Fiscal Year 2018 Annual Report
Montana State Library
Goals and Objectives
The Montana State Library helps all organizations, communities, and Montanans thrive through excellent library resources and services.
Goal One: Foster partnerships
Partnerships are necessary to ensure that Montanans thrive. Through partnerships, MSL and those we serve will continue to move Montana forward.
Goal Two: Secure sufficient and sustainable funding
We have the funds and capacity to meet the expectations of our partners and Montanans. We are an innovative, forward thinking, and fiscally responsible organization in fulfilling our mandates and meeting the expectations of our partners and Montana citizens.
Goal Three: Create a useful information infrastructure
Montanans have the information and library services they need to understand and influence change in their community. Others follow Montana’s model of open, transparent, cooperative information management practices.
Year in Review
Fiscal Year (FY) 2018 was one of the most challenging in the history of the Montana State Library. Due to declining state revenue, the Governor's Office enacted triggers as required by Senate Bill 261 passed by the 2017 Legislature. These budget reduction triggers, coupled with cuts to the overall state budget found in House Bill 2, cut the State Library budget by approximately $1 million annually.
The State Library was forced to take multiple measures to manage these cuts. A number of staff were laid off, the Talking Book Library was reorganized under the Digital Library, the contract for the Montana Natural Heritage Program was cut by 25% ($115,000 annually), and the agency’s information technology budget was reduced.
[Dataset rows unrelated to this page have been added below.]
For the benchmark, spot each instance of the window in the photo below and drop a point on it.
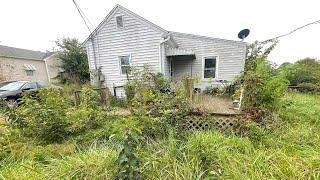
(125, 64)
(29, 73)
(119, 20)
(210, 67)
(29, 68)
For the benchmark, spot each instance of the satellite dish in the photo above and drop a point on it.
(243, 34)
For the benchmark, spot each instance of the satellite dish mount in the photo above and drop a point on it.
(243, 34)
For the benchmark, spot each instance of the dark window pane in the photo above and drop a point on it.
(210, 63)
(209, 73)
(125, 69)
(119, 21)
(125, 60)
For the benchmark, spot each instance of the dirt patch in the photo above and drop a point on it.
(214, 104)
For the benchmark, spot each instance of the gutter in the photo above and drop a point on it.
(160, 52)
(46, 65)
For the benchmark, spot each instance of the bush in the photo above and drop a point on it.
(45, 115)
(157, 106)
(309, 87)
(263, 89)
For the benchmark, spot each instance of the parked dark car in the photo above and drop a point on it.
(13, 90)
(4, 83)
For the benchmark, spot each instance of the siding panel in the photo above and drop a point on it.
(231, 55)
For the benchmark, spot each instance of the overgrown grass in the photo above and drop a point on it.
(288, 149)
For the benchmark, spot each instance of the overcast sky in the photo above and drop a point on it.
(36, 24)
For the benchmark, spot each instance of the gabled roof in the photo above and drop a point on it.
(206, 38)
(119, 7)
(13, 52)
(165, 32)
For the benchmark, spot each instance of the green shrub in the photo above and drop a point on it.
(309, 87)
(157, 106)
(45, 115)
(263, 89)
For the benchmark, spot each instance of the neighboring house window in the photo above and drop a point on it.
(119, 20)
(210, 67)
(29, 68)
(125, 62)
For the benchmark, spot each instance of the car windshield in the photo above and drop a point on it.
(13, 86)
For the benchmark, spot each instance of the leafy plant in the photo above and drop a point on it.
(263, 87)
(74, 61)
(129, 131)
(45, 115)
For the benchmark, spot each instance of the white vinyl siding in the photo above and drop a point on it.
(230, 56)
(125, 63)
(119, 20)
(209, 67)
(135, 38)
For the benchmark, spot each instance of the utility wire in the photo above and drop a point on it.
(287, 34)
(84, 17)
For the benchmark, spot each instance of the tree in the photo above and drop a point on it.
(305, 71)
(74, 61)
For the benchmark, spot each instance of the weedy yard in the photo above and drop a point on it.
(54, 136)
(288, 149)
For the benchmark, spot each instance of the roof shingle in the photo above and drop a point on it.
(7, 51)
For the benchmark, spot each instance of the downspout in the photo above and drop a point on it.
(46, 65)
(160, 52)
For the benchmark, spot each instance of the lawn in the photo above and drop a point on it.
(288, 149)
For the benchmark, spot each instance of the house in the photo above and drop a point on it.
(23, 64)
(124, 39)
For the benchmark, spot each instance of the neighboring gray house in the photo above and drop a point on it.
(125, 39)
(18, 64)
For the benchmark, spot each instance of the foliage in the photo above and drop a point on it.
(304, 73)
(129, 131)
(45, 115)
(263, 87)
(289, 149)
(309, 87)
(74, 61)
(157, 105)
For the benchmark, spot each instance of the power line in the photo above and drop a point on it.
(289, 33)
(82, 15)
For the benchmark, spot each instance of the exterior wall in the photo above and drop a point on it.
(230, 56)
(13, 69)
(53, 64)
(136, 39)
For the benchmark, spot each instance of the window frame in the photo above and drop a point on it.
(28, 83)
(29, 72)
(122, 18)
(216, 68)
(120, 65)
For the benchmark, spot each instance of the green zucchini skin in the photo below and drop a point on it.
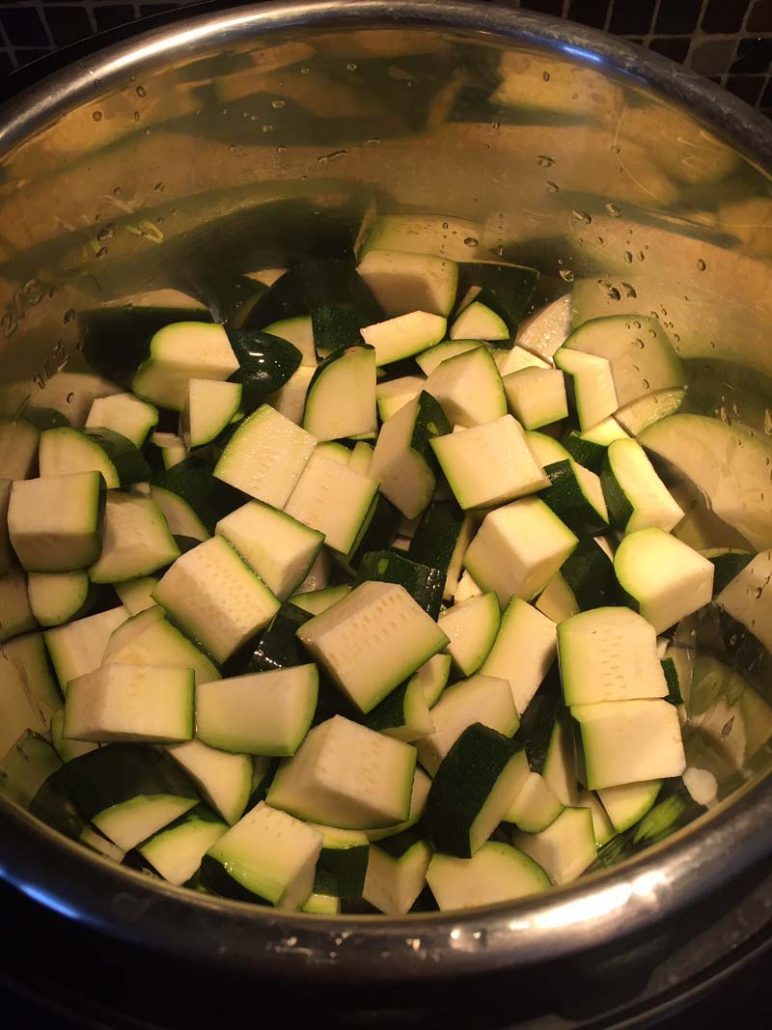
(275, 647)
(422, 582)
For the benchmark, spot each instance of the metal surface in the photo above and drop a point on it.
(240, 141)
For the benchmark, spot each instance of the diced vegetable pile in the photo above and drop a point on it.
(366, 595)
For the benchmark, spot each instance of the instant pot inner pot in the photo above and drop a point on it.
(225, 156)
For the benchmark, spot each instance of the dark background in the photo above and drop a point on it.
(729, 41)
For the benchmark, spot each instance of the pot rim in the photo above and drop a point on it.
(66, 878)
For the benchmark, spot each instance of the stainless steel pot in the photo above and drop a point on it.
(241, 140)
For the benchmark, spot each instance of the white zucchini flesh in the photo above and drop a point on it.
(523, 651)
(536, 397)
(78, 647)
(210, 407)
(372, 641)
(225, 780)
(213, 595)
(470, 627)
(57, 597)
(136, 540)
(404, 474)
(565, 849)
(478, 321)
(144, 704)
(495, 873)
(518, 549)
(341, 398)
(665, 577)
(124, 413)
(271, 854)
(394, 393)
(627, 804)
(132, 822)
(258, 714)
(265, 456)
(179, 352)
(332, 499)
(517, 358)
(392, 884)
(481, 698)
(147, 639)
(176, 851)
(402, 282)
(747, 597)
(592, 383)
(180, 517)
(289, 400)
(428, 359)
(468, 388)
(300, 332)
(630, 475)
(608, 654)
(546, 331)
(279, 548)
(640, 356)
(489, 465)
(348, 776)
(628, 742)
(54, 523)
(404, 336)
(432, 677)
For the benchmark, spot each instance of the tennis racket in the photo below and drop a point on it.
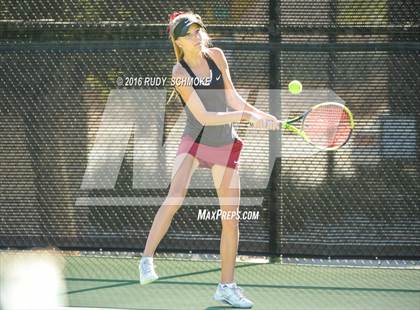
(327, 126)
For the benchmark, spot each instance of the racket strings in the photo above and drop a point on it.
(327, 126)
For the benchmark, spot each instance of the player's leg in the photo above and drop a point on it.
(227, 183)
(184, 167)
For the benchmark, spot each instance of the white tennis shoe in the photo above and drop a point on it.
(147, 271)
(233, 296)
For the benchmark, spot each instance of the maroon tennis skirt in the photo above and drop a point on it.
(226, 155)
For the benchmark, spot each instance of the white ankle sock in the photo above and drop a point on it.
(228, 285)
(147, 258)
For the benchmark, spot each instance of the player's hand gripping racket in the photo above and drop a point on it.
(327, 125)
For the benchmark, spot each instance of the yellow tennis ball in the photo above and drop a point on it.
(295, 87)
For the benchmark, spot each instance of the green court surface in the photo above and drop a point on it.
(106, 282)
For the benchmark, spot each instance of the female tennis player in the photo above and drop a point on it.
(209, 140)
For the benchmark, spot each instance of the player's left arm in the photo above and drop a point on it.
(234, 99)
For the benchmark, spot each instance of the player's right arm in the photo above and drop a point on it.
(195, 105)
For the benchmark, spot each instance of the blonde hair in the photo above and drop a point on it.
(179, 53)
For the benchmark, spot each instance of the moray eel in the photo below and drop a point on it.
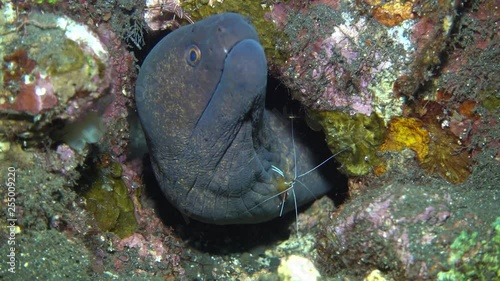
(200, 96)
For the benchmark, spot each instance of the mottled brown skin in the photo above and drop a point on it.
(211, 141)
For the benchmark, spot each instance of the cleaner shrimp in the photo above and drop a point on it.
(286, 186)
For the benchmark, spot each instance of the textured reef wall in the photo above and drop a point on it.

Additionally, the State Library adopted a wholly digital service model when we closed our public reading room. This area, and the available print collection, was underutilized and by closing the space, the State Library saved more than $100,000 per year in rent costs. The federal document collection was returned to the University of Montana’s Mansfield Library, the Natural Resources and Professional Development collections were heavily weeded and moved to another location within the Library, and the remaining print state publications were prioritized for digitization.
When planning for the budget cuts, the State Library Commission directed the State Library to focus on our statutory mission while ensuring that what we will continue to do we will do well, continuing to serve those who are most vulnerable, and positioning the State Library to rebuild for the future.
With the exception of the closure of the reading room and the loss of colleagues and friends, the impact of the budget cuts were not immediately apparent; however, they did reveal themselves over time. Staff ultimately had less time to do the work that mattered. High priority projects such as a rewrite of the cadastral application were put on hold, staff had less time to devote to library consulting, two Montana Spatial Data Infrastructure theme (Geographic Names and Transportation) went unedited, and other key data, including land ownership and plants, animals, and habitats information, grew increasingly out of date.
In order to change the dialogue regarding the work of libraries, the State Library planned a public awareness campaign that focused on the role that the library and information communities play to support economic development. And in FY 2018 the State Library contracted with Library Strategies and sat a task force to help plan for the creation of a non-profit to raise money to support library and information services statewide.
Loss, while difficult, always reveals opportunities. It is these opportunities on which the State Library is focused as we head into FY 2019 and beyond.